瓜田純士、バン仲村さん、153キロのノッコン寺田も乗せた関森ありささん

 コロナ禍が明けて活気が戻った東京・浅草。連日、外国人観光客が押し寄せ、肉体美の男性車夫が人力車を引く光景が日常となっている。そんな中、小柄な女性車夫が存在感を放っている。関森ありささん(27)。ラジオ局に勤務しながら、人力車を引く27歳の素顔に迫った。(取材・文=白川ちひろ)

 車夫になったきっかけは、就職活動だった。

「大学生の頃はアナウンサーになりたくて、全国100社以上にテレビ局の面接を受けていました。でも、面接会場には高学歴の上に美人でスタイルの良い方ばかりでした。同じ大学の友人もどんどん内定が決まる中、自分は全落ち。焦るばかりでした。そんな時、アナウンサースクールの先生が、『トーク力を磨くために人力車で修行をして来なさい』と言ってくださいました」

 関森さんは「なるほど。車夫をやれば、就活の自己PR欄にも書ける」と思い、すぐに行動。車夫採用の面接へ。そして、採用された。

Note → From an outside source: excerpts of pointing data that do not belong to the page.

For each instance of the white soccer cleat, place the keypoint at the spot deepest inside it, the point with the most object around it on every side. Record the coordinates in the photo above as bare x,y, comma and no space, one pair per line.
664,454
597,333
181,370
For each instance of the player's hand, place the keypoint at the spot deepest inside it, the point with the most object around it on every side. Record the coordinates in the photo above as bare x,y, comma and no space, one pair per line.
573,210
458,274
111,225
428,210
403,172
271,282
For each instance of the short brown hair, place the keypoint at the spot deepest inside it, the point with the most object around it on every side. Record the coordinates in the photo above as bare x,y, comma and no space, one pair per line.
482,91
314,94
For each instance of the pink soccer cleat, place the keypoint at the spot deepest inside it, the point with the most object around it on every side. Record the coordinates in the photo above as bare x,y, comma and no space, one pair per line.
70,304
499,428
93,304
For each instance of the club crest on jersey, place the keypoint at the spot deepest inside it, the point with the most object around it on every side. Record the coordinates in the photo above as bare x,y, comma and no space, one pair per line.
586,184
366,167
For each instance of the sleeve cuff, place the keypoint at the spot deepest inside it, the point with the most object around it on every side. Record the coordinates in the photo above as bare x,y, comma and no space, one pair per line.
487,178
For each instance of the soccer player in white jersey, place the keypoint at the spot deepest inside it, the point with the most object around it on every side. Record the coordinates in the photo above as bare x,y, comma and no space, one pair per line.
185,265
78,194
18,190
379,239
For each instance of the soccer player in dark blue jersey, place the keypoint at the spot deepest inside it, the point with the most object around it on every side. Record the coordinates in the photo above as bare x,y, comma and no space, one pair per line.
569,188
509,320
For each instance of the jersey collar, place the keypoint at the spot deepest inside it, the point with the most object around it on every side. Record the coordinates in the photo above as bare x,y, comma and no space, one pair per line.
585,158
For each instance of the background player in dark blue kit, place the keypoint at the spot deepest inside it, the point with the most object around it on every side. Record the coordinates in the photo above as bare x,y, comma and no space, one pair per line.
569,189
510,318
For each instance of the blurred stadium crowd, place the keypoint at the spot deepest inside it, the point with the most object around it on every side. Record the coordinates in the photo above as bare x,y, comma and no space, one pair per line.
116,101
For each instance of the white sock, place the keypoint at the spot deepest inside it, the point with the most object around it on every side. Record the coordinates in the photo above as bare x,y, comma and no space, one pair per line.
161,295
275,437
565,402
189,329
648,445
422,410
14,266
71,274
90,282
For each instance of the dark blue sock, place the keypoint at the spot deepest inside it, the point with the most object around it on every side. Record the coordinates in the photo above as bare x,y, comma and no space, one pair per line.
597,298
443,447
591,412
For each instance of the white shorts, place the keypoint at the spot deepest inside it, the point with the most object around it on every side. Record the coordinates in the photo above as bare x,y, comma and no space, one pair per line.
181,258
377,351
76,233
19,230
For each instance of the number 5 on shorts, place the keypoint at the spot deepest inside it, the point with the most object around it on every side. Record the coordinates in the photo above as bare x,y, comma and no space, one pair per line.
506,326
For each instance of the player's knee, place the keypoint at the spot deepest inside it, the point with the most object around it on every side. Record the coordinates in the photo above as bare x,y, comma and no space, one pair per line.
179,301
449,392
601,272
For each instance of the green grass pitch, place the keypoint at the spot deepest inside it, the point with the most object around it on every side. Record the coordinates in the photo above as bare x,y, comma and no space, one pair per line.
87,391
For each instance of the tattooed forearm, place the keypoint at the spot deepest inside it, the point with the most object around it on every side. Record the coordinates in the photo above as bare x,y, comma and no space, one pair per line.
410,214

「アナウンサー採用試験って現地への旅費だけでなく、食費、勉強のための観光費用もかかる上、最終面接では美容院でヘアセットをして、新しい服を購入して臨むことも多かったので、総額150万円以上のお金が消えていきました。車夫のバイト代でそれらを補うことができたのは大きかったです。その後もテレビ、ラジオ局、メディア関連会社を受け続けましたが、大学卒業前にも関わらず内定はゼロでした」

 だが、“背水の陣”で受けたレインボータウンFMの試験には合格。やはり、車夫が決め手になった。

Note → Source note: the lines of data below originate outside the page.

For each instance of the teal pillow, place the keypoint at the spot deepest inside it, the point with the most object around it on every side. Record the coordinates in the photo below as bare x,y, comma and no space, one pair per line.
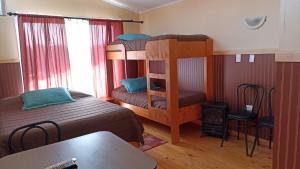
133,36
135,85
46,97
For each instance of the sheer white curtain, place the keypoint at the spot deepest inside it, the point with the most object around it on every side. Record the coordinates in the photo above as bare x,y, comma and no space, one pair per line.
78,37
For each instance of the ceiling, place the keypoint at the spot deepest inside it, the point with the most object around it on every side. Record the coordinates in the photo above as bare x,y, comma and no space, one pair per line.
140,6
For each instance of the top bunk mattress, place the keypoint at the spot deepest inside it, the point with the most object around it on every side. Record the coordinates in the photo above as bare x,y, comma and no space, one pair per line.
186,98
140,45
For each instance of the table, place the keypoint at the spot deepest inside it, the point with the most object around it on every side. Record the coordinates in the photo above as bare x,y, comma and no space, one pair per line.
101,150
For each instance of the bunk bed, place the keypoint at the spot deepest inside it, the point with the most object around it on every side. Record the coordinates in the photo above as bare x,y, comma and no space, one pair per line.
168,49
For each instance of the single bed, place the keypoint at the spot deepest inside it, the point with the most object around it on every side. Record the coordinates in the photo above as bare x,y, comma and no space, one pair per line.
186,98
86,115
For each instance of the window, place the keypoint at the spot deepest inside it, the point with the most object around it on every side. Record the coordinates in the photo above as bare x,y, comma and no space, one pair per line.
78,37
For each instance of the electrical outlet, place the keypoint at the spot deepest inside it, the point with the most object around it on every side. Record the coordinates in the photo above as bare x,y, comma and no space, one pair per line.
252,58
249,108
238,58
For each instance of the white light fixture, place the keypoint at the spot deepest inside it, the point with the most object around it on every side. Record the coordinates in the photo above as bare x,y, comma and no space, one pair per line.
2,8
256,22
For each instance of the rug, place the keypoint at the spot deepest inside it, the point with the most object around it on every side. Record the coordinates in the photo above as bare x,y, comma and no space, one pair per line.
151,142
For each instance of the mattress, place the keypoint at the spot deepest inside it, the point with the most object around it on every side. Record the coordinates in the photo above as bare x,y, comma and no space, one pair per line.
139,45
86,115
140,99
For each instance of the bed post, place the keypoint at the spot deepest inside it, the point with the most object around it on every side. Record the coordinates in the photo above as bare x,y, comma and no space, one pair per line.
172,91
209,71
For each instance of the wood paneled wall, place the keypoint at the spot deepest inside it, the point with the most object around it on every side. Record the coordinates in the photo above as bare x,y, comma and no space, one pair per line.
228,75
10,79
286,154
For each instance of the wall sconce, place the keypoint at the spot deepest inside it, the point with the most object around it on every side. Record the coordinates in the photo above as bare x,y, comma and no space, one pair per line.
256,22
2,8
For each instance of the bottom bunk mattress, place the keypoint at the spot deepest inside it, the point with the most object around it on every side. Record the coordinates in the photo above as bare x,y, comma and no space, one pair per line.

「私の祖父は目が不自由でテレビが見られないので、よく2人でラジオを聴いていました。ただ、就活中に祖父の体にガンが見つかりました。祖父はすっかり元気をなくしたのですが、『ラジオから私の声が聴こえたら、喜んでもらえるかも』と思い、私は最後の望みを懸けて地元ラジオ局の試験を受けました。そして、面接時に人力車で車夫としてバイトをしていることを伝えたら、局長から『日本初の人力車DJになればいいじゃん。面白そうだから人力車の仕事も続けなよ』と言っていただきました。受かったら車夫の仕事は辞めるつもりだったので、この提案には驚きました」

 そして、2019年4月に入社。祖父に自分のことのように喜んでくれたという。だが、車夫の仕事も決して順風満帆ではなかった。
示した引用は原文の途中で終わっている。